Diego Pol, Alan H. Turner, Mark A. Norell
Bulletin of the American Museum of Natural History 2009 (324), 1-103, (30 June 2009) https://doi.org/10.1206/0003-0090-324.1.1
We describe a new specimen of the fossil crocodyliform taxon Shamosuchus djadochtaensis from the Late Cretaceous Djadokhta Formation. The new specimen consists of an almost complete skull found in association with postcranial material. Because it is considerably more complete than the holotype, the new specimen permits proper diagnosis of Shamosuchus djadochtaensis and offers new information for exploring its phylogenetic relationships.
The phylogenetic analysis conducted here improves taxon sampling of neosuchian crocodyliforms with respect to previous approaches to crocodyliform systematics and reveals that Shamosuchus djadochtaensis bears important information toward an understanding of the relationships of advanced neosuchians and the evolutionary origin of Eusuchia. Shamosuchus djadochtaensis is found to be the sister group of Rugosuchus nonganensis, comprising an Asian clade diagnosed by the presence of a sagittal ridge on the dorsal surface of the frontal, confluent openings for the exit of cranial nerves IX–XI, a posterior region of the palatine bar between suborbital fenestra that is flared posteriorly, and a longitudinal ridge on the lateral surface of the angular. This clade is inferred to be the sister group of Eusuchia, to the exclusion of Bernissartia fagesii and the Glen Rose form, based on the absence of an acute anterior tip of the frontal that wedges between the nasals, the presence of rodlike neural spines in the posterior cervical vertebrae, procoelous cervical vertebrae, and the presence of hypapophyses in the three anteriormost dorsal vertebrae.
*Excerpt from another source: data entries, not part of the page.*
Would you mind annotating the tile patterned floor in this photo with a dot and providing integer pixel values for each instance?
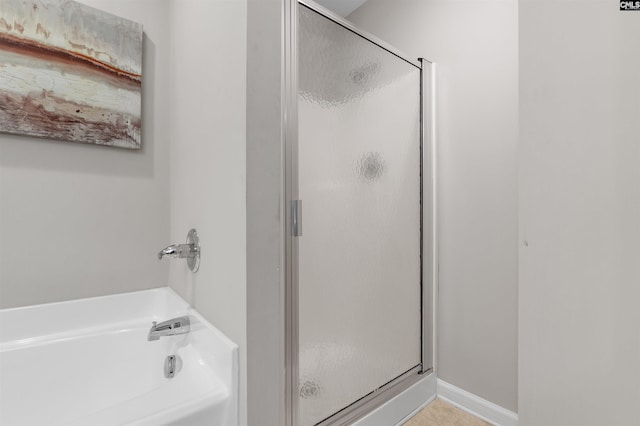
(440, 413)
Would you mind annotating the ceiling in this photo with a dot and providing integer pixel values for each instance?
(341, 7)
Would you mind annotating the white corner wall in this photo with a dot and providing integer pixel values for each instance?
(579, 214)
(475, 47)
(208, 161)
(82, 220)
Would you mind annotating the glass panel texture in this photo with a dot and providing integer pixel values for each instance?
(359, 179)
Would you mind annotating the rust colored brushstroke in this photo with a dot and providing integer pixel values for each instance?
(27, 115)
(46, 52)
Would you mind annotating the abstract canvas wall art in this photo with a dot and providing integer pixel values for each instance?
(70, 72)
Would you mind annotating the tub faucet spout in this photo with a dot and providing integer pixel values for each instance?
(172, 327)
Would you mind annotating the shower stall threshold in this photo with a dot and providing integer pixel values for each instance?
(404, 405)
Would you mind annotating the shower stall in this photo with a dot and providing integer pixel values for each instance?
(359, 179)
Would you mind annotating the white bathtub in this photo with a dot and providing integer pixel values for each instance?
(88, 363)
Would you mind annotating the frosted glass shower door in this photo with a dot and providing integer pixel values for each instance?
(359, 181)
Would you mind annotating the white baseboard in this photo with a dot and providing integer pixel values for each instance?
(473, 404)
(408, 403)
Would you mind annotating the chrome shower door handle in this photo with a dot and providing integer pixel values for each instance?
(296, 218)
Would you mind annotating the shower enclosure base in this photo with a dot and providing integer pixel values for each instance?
(404, 405)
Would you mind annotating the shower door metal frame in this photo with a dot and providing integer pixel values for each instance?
(428, 249)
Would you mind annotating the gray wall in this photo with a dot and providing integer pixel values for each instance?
(208, 164)
(475, 45)
(580, 214)
(265, 282)
(82, 220)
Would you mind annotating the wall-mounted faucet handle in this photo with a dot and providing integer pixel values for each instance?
(189, 251)
(180, 251)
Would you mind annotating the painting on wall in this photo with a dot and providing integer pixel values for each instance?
(70, 72)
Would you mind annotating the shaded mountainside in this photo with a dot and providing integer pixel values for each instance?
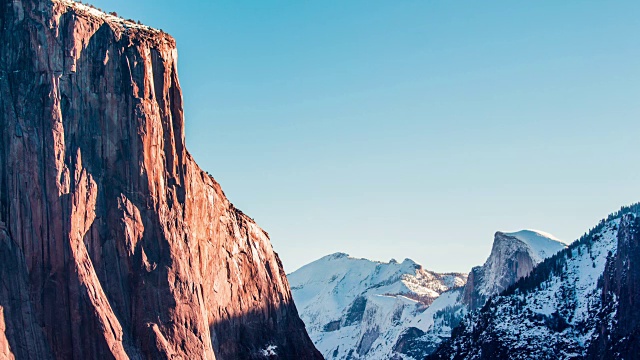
(580, 303)
(361, 309)
(113, 242)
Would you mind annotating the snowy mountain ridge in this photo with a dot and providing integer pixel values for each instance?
(362, 309)
(580, 303)
(355, 308)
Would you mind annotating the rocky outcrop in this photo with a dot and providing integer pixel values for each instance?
(513, 256)
(362, 309)
(579, 304)
(113, 242)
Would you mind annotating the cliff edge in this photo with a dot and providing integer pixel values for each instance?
(113, 242)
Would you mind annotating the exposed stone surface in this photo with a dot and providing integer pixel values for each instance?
(113, 242)
(511, 259)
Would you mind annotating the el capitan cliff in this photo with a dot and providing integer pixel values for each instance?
(113, 242)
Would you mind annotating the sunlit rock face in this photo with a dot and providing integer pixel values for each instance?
(113, 242)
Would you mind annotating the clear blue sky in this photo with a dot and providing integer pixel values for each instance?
(394, 129)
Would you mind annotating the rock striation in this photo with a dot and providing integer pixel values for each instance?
(113, 242)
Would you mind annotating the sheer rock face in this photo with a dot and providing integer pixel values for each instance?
(113, 242)
(510, 260)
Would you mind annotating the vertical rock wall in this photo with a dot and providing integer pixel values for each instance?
(113, 242)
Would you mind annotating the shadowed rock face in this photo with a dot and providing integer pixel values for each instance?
(113, 242)
(509, 261)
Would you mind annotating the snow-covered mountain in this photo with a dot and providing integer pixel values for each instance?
(358, 309)
(513, 256)
(361, 309)
(579, 304)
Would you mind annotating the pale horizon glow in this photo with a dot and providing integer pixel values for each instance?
(413, 129)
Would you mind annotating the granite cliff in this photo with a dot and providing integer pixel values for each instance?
(113, 242)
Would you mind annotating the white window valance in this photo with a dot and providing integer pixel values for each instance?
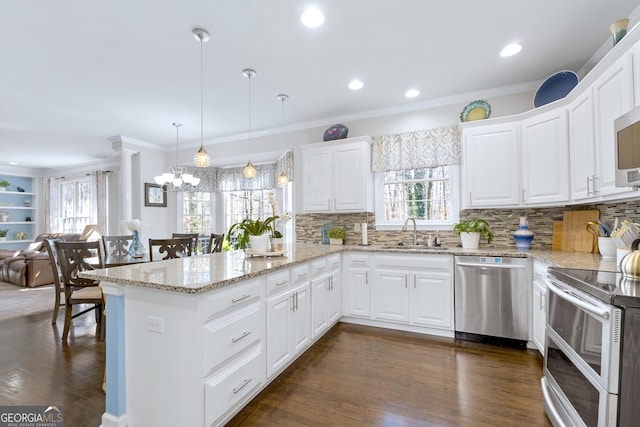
(422, 148)
(231, 179)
Incorporating the new information into the phylogenetic analysis indicates the decoupled nature of the evolutionary history of procoely in different regions of the vertebral column and the eusuchian type of palate, both traditionally considered as diagnostic of Eusuchia. All these features have complex evolutionary histories with several cases of convergences and reversals. Finally, a review of all the available evidence on the diversity of advanced neosuchians suggests this group achieved a worldwide distribution and a remarkable morphological diversity, pushing their evolutionary origins back to the Jurassic.